EV Batteries - Is There Life After Death?

Geoff Maxted
September 10, 2013

EV Batteries
The take-up of electric cars has no doubt disappointed both manufacturers and the green lobby. DriveWrite had a chance to drive the Renault Zoë a while back and found it excellent but, like many other interested spectators, can’t get past the range issue for general use. What has perhaps been less considered is what to do with the motor batteries after use. It seems that after about eight to ten years their power dwindles with the obvious adverse effect on the car’s performance.

As far as buyers are concerned Renault are considering the battery leasing route which is an option for both private and fleet users but the batteries will still wear out - so what to do with them?

Well, a new project is setting out to find a way to realise value from the worn out batteries in electric vehicles. Based in the North East of England, the project is looking at using the old EV batteries as energy storage in a domestic or workplaces, either for charging vehicles, providing an emergency power source or feeding power back into the grid.

A spokesperson said, "Although the performance of lithium ion batteries used in EVs dwindles in their original application after eight to 10 years, they maintain around 80 percent of their operational capability, and the challenge is to successfully harness this potential. The project has developed a multi-functional demonstrator unit that can store power from photovoltaic (PV) panels to power the home, charge EVs, feed back into the grid or help manage your power supply to minimize exposure to peak tariffs. The system can also be charged from the grid itself, making it a truly multi-purpose energy storage tool." Sounds like a brilliant idea.

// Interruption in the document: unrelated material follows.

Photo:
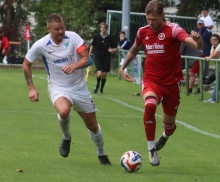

The thinking is that, over time, it will help reduce the overall cost of EVs and battery hire, as battery life can be extended by three-times that of its first in-car usage. This is a great idea and, it would seem, a viable solution to the disposal of older units or at least get a meaningful lifespan out of them. Obviously, they have still got to be charged from the mains but as an alternative emergency power source, it makes sense.